YAŞARKEN DEĞER VERİN

“İnsanların en hayırlısı insanlara faydalı olandır.”
Hz Muhammed (SAV)

Geçen hafta bu şehrin iki duayen değerini bir gün ara ile kaybettik ve toprağa verdik bildiğiniz gibi. Biri hayırsever hukukçu, bu şehrin eğitiminde değerli katkıları olan ve eşi ile adı verilen Aysın Rafet Ataç İlkokulu’nu yaptıran Rafet Ataç ve bir diğeri ömrünü eğitime vakfetmiş olan ve adına anaokulu yapılan Yıldız Eskicioğlu.

Beni bilenler çok iyi bilir ama bilmeyenler arkamızdan dedikodumuzu yapmaya, iftira atmaya, bizi lekelemeye devam ediyorlar. Kim ne dersin yapılan her türlü hain eleştirilere her ne kadar kulağımı tıkasam da elinden hiçbir şey gelmeyen, işi gücü klavye şövalyeliği olanların bu iğrenç saldırıları karşısında onları havale etmekten başka elimden bir şey gelmiyor.
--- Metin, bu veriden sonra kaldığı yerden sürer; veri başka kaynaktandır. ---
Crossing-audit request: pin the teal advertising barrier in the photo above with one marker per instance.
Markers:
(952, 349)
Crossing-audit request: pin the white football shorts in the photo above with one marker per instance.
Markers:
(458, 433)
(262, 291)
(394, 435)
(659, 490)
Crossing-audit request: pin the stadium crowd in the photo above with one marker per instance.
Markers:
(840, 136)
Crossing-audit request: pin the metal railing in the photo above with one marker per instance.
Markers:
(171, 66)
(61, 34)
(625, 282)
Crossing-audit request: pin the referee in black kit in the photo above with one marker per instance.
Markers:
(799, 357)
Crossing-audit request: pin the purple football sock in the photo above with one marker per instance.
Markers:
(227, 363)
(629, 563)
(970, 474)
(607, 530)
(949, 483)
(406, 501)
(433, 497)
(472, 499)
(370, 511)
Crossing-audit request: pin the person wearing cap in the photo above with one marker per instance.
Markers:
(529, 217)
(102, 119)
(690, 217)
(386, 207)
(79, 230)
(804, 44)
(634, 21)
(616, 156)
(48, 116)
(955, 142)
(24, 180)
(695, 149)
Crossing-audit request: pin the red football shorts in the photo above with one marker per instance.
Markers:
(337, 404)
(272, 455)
Benim yazılarımı sosyal medyadan takip edenler benim yaşarken insanlara değer verdiğimi, onları taltif ettiğimi, onlara değer verdiğimi ve insana faydası olan tüm hemşerilerimi aynı derecede sevdiğimi gerek köşe yazısı ve gerekse de şiirlerimle taltif ediyorum. Bunu asla inkâr etmedim.

Aydın Doğan, Mahmut Oltan Sungurlu, Gönül Sungurlu, Sabri Varan, Fikret Çimen, Sabri Şenel, Tahsin Söğüt, Metin Akagün ve diğer yaşayan hemşerilerimi bu şehre katkıları olduğu, bu şehri çok sevdikleri için defalarca hem kitaba ve hem de gazetelere yazdım, yazmaya da devam ediyorum. Hiçbirinden yetim ve muhtaç birkaç öğrencimize burs imkânı sağlanması dışında şahsi menfaatim asla olmamıştır.    
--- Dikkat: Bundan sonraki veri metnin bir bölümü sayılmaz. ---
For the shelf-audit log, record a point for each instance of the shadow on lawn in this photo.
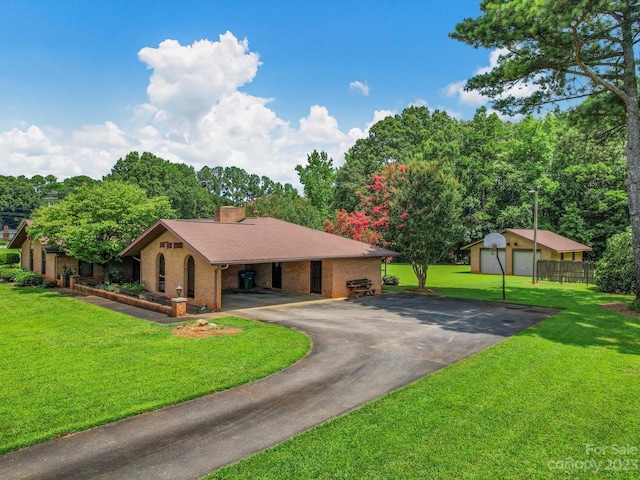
(42, 292)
Rahmeti rahmana kavuşan Hıfzı Kenan Çetiner, Rafet Ataç, Yıldız Eskicioğlu, Ömer Faruk Hayal ve Birol Hayal için de aynı şeyleri ifade edebilirim. Bu isimler hani dilimize pelesenk ettiğimiz ‘altın kalpli insanlar’ sözü var ya işte o sözün asıl hak edenleri. 

Yukarıda saydığımız bu isimlerin İsmail Hayal’in veya bir başkasının övgüsüne elbet ihtiyacı yok. Benim gayem şudur ki insanlarımızı yaşarken taltif edelim. Yanımızdakilere, eşimize, çoluk çocuğumuza, arkadaşlarımıza ve gerçekten bu şehrin vasıflarını genlerinde taşıyan hemşerilerimize sevdiğimizi yüzlerine ve yaşarken söyleyelim.

Öldükten sonra yaptığımız övgüleri, teşekkürleri onlar asla bilemeyecekler. O halde değerlerimizi yaşarken anmak, hak ettikleri değeri vermek, onların gerekirse isimlerini bir okula, sokağa veya herhangi bir yere vermek neden kötü olsun ki?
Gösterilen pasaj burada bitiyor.